UN RECUERDO DE INFANCIA

 

De pequeña tenía una debilidad, aunque mirándolo bien, aún la tengo, sobre todo cuando alguien me mira con ojitos de “cordero degollado”. Todos los domingos mis padres nos llevaban, a mi hermano y a mí, a dar un paseo por la calle principal de la pequeña ciudad de León y nos compraban un pastel. Por delante de ellos correteábamos ansiosos al divisar la Casa de Camilo de Blas.

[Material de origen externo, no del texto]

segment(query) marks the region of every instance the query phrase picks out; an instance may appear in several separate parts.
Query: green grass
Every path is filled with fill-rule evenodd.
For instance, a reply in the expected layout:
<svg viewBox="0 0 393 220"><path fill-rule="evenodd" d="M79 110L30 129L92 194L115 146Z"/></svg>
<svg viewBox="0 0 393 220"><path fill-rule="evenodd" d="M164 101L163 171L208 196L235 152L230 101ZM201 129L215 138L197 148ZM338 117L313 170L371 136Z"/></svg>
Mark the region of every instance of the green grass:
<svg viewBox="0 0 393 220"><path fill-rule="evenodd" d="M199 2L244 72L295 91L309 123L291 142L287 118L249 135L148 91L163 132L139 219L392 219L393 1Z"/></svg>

Al entrar en la pastelería, mi hermano y yo nos mirábamos, cómplices del juego que estaba a punto de comenzar: “¿Quién de los dos acabaría más tarde el pastel?” Yo lo comía a trocitos pequeños y moderados, dilatando en el tiempo el final de mi pastel. Mi hermano, a bocados grandes y ávidos. Así que ya os podéis imaginar quién ganaba el juego. Pero no por ello era beneficiaria, no os vayáis a creer, ¡qué va, qué va! sino víctima, pues invariablemente, ante la mirada suplicante de mi hermano y mientras apenas podía disimular una pícara sonrisa, acababa compartiendo con él, el resto de mi pastel. 
Mercedes Ridocci 
Imagen – “Casa Camilo de Blas de León” donde mi abuelo trabajó de hojaldrero.